After a while, the adrenalin stops running and our heartbeats gradually settle down from about 300 beats a minute.
Everything’s quiet. Just the dusty odor of grass, blue sky over our heads, a few wispy white clouds.
It’s quiet the rest of the afternoon. The sun slides down behind the mountains and the mist starts coming back into the valley.
And then we see it.
A small fire in the trail, way up at the far end of the valley. We check it out with the binoculars – looks like cornstalks, tied up in kind of a teepee. After a moment, we see another little fire, further down the line. And then another.
I nod to our radio man, “Get the artillery on the phone, something’s coming down.”
But nothing. Just the mist growing thicker in the valley. And the cornstalk fires burning down to a red glow, and then dying out altogether.
But the cornstalks had to be some kind of signal. Why else would someone set them on fire?
Darkness ... nothing ... the cold coming in against our bones.
– And then it's there!
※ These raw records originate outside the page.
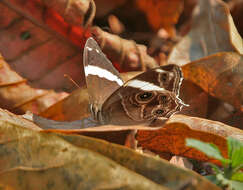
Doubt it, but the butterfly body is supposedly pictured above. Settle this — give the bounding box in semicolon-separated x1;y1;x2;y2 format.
84;38;184;125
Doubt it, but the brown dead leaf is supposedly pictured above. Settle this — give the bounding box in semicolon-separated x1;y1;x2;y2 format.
91;27;158;71
180;80;208;118
0;0;92;90
137;115;243;164
0;110;219;190
40;88;90;121
168;0;243;66
0;55;67;114
136;0;183;35
182;52;243;111
0;118;169;190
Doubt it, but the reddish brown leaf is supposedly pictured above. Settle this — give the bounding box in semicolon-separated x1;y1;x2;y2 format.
0;0;92;90
136;0;183;35
0;53;67;114
168;0;243;66
182;52;243;110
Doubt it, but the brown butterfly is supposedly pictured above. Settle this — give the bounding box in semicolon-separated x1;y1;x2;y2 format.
33;38;185;129
83;38;185;125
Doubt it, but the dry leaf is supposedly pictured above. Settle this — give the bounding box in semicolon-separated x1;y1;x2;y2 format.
182;52;243;111
168;0;243;66
0;55;67;114
136;0;183;35
137;115;243;164
0;109;219;190
0;0;90;90
0;121;167;190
We see the first flashlight, clear up at the end of the valley, just the tiniest point of light moving down the trail, and then about five yards behind, another point of light, and then another, and another.
Our radio man is back on the phone.
We can hear the muffled noise far below, the sound of movement, some faint voices, as the long line of lights begins to pass the village below, stretching out for a half mile up the valley, moving past the village and on to the south. Through the binoculars, we can barely make out the men carrying the flashlights
I roll over on my back and look to the radio man – “Blow the shit out of ‘em, Jim.”
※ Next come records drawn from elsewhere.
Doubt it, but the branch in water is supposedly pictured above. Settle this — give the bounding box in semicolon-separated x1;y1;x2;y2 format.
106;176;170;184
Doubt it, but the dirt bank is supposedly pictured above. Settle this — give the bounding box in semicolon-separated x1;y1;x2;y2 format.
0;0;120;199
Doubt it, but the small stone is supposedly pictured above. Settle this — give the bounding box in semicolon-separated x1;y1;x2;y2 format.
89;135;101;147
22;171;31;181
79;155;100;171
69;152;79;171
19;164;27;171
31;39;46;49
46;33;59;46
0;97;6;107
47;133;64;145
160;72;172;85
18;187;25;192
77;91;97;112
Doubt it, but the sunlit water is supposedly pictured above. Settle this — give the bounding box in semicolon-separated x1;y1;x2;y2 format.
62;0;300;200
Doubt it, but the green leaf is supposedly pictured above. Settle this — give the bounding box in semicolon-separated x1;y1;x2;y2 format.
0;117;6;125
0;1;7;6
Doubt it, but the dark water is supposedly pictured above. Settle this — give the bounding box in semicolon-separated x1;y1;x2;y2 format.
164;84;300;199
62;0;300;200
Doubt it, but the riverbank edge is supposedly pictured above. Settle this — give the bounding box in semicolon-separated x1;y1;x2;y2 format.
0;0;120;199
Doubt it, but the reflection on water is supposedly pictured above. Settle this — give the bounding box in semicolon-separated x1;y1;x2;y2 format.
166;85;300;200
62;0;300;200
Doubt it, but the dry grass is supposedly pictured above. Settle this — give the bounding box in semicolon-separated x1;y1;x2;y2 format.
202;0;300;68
We’d have preferred to use air bursts, of course, but can’t because we want to try to keep the shrapnel out of the village.
But it works out okay because of the smoke we’d called in and adjusted earlier. The arty guys have got the road dead cold. They begin at each end of the valley, marching the rounds as fast as they can toward the center. And then almost
immediately, another battery opens up and starts hitting the road right in the center – ba-whoom, ba-whoom, ba-whoom!
And then we’re hearing artillery in other places too, way out in front of us, and somewhere behind us.
The valley floor’s lit up from one end to the other – two miles of bursting shells and smoke ... and amid the thunder, we hear yelling and running.
And then it stops.
The radio man passes the handset to me. “How about it?” asks the voice on the other end.
“Really nice,” I say.
“Well, we’re moving on, then ... your guys are calling in all kinds of shit tonight.”
The thunder of artillery is rolling through the hills all around, reflecting off the clouds like sheet lightning.
But it’s completely dark in the valley now. The people in the village have snuffed out all of their candles and lamps. We hear an occasional shout here and there, but nothing more.
The acrid smell of gunpowder begins to drift up the slope.
We stay the night, just to keep an eye on things, relieving the guard on the back side every couple of hours.
And then, just before dawn, we head on back over the ridge and down toward the PZ.
There would be more fighting, of course, in the days that followed ... some heavy stuff by the infantry companies. But the big push, at least in our sector, was over.
A number of units up north took some pretty bad hits. But the Americal was mostly okay, and I came off patrol that next morning with quiet thankfulness. First, because the NVA never made it to our Division headquarters in Chu Lai. But more immediately and profoundly because every one of our patrols made it home.
And I can see them even now ... tired, smiling ... coming down the road, one patrol, and then another, and the guys who’d already got in ... whooping and cheering and running out to hug the guys just coming in. You did good, LRRPs. Real good.